2.5. Functional Pathways of sDEGs in Two 178 Inbreds After AgNP Treatment

A GO analysis of the sDEGs revealed that the upregulated genes in I178 were mainly associated with metabolic processes, stress responses, and membrane and catalytic activities (Figure 6). Additionally, the downregulated sDEGs in I178 were related to cellular processes and metabolic activities. These findings highlight the importance of membrane stability and metabolic regulation in seed vigor, particularly in an aging-sensitive inbred like I178.
The functional classification of sDEGs in I178 emphasizes the pivotal role of metabolic recovery and membrane reorganization during AgNP-induced germination enhancement. The enrichment in stress-related pathways—including those associated with oxidative stress responses, catalytic enzyme activities, and lipid biosynthesis—suggests that AgNPs help mitigate biochemical impairments accumulated during aging. On the other hand, the downregulated genes in I178 were often associated with energy-consuming growth processes, which may reflect a strategic reallocation of resources toward repair and restoration. In contrast, X178 did not exhibit strong pathway enrichment in similar categories, reinforcing the view that its basal transcriptional architecture is already optimized for aging tolerance. The contrasting functional pathways further illustrate how nanopriming interacts with the pre-existing physiological state of seeds. These findings also provide mechanistic insights into how nanopriming reshapes cellular priorities to enable rapid and resilient germination in stress-compromised seeds.

2.6. Membrane Repair Against Oxidation and Cell Wall Development Genes

One of the key findings of the transcriptome analysis was the identification of genes involved in plasma membrane repair and lipid metabolism.

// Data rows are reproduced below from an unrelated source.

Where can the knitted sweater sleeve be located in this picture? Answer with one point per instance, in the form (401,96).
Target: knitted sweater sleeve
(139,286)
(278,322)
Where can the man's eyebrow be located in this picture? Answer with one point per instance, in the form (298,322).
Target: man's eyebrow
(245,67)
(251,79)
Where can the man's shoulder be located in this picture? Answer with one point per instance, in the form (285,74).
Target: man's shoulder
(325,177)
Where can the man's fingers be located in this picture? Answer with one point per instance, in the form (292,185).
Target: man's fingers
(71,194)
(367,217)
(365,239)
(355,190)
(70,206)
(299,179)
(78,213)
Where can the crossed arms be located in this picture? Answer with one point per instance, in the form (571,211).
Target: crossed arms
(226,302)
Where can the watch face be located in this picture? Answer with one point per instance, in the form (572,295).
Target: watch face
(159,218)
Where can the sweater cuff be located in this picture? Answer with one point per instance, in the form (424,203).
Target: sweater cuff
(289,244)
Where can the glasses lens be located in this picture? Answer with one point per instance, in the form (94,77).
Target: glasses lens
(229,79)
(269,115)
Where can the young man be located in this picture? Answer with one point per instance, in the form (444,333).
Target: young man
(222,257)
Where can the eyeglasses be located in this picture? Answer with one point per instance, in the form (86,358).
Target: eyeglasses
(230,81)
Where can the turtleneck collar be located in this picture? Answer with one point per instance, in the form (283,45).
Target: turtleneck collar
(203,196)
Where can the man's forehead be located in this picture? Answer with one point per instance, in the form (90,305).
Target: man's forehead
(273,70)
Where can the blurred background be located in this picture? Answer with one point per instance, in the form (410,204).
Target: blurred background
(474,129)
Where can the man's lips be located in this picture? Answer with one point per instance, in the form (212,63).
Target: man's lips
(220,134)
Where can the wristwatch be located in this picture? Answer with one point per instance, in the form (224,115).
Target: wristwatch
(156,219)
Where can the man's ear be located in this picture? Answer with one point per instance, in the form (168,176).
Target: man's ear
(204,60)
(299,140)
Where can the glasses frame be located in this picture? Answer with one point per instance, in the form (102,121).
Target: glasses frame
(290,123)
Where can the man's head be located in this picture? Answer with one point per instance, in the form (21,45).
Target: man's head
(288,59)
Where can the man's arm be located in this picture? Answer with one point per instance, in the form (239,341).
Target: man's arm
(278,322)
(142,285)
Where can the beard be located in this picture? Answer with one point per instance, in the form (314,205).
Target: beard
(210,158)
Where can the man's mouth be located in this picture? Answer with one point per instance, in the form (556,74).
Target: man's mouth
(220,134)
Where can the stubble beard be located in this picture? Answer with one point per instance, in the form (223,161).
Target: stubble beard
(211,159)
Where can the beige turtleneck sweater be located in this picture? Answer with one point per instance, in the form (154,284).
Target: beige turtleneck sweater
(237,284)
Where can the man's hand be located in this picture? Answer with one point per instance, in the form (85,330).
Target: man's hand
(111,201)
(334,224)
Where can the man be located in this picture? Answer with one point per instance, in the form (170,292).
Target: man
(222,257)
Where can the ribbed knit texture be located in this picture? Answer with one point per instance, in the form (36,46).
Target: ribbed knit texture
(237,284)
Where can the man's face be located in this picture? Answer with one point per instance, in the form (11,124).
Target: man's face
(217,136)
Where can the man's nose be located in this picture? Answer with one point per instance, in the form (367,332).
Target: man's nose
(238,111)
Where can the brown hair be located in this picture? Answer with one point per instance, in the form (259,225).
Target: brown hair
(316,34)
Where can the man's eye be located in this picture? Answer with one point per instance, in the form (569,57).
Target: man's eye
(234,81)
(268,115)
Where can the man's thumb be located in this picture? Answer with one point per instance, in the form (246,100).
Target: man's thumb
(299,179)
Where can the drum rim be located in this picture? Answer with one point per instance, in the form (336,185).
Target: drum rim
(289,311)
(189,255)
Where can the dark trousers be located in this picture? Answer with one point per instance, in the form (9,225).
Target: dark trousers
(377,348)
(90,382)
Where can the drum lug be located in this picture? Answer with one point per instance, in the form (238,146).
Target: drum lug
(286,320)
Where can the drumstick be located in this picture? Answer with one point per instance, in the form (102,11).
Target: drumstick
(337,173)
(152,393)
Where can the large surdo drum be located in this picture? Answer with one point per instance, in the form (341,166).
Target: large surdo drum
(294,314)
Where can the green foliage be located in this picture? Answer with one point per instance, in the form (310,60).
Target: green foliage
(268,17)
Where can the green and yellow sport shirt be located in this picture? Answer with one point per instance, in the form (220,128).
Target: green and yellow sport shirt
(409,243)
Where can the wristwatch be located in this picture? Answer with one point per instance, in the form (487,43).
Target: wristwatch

In I178, 291 genes were specifically upregulated under AgNP treatment, including genes related to lipid metabolism and membrane integrity. Notably, seven genes associated with antioxidant action and redox metabolism (Zm00001eb002510, Zm00001eb262910, Zm00001eb200160, Zm00001eb333390, Zm00001eb016980, Zm00001eb075660, and Zm00001eb283570) were significantly upregulated, and three genes associated with plant growth, plant cell wall synthesis, and development were enhanced (Zm00001eb323730, Zm00001eb267300), supporting the hypothesis that AgNPs contribute to membrane repair and enhanced stress tolerance (Figure 5). Validation tests in maize hybrids showed that the AgNP treatment had the greatest effect on the increase in lateral root number in aging-sensitive seeds (Figure 7). At the same time, the germination rate of seeds was significantly improved.

3. Discussion

3.1. Enhancement in Germination and Seedling Growth in Aging-Sensitive Maize by AgNPs

The observed selective improvement in seed performance in the aging-sensitive inbred I178 after AgNP priming reflects a broader trend reported across various crop species, where nanopriming tends to exert stronger effects on low-vigor or deteriorated seeds [19,20]. Similar genotype-dependent responses have been documented in aged rice [21], wheat [22], and watermelon [12], where nanoparticles enhanced germination and seedling vigor primarily under conditions of physiological stress. Mechanistically, AgNPs have been implicated in enhancing water uptake kinetics, modulating phytohormone signaling, and promoting the early activation of metabolic pathways related to carbohydrate mobilization [9,23]. Such effects may explain why varieties with high inherent vigor, such as X178, often show negligible benefits, a phenomenon consistent with earlier reports in seed physiology that link priming efficacy to the extent of physiological impairment [16]. In the context of maize production, the genotype specificity of nanopriming responses underscores the need for targeted application strategies to maximize cost-effectiveness and sustainability.
Building upon these findings, the genotype-specific enhancement observed in aging-sensitive seeds like I178 not only holds theoretical relevance but also offers practical implications for seed conservation and reuse. In regions with hot and humid climates, such as southern China or tropical zones, natural aging is a major threat to seed viability during storage. In these cases, AgNP-based priming may serve as a cost-effective strategy to recover germination potential, reduce seed wastage, and improve seed use efficiency. This has particular significance for long-term seed banks and commercial seed storage programs dealing with low-vigor lots. Additionally, the differential responsiveness of genotypes to AgNP treatments underscores the need for precision strategies in seed priming. Coupling nanopriming protocols with genetic background profiling could lead to customized seed treatment regimens that maximize efficacy. Interestingly, recent studies have shown that AgNPs, when co-applied with other agents such as silicon or micronutrients, produce synergistic effects on germination and early growth, suggesting the potential for multi-component priming systems in future seed technology pipelines [24].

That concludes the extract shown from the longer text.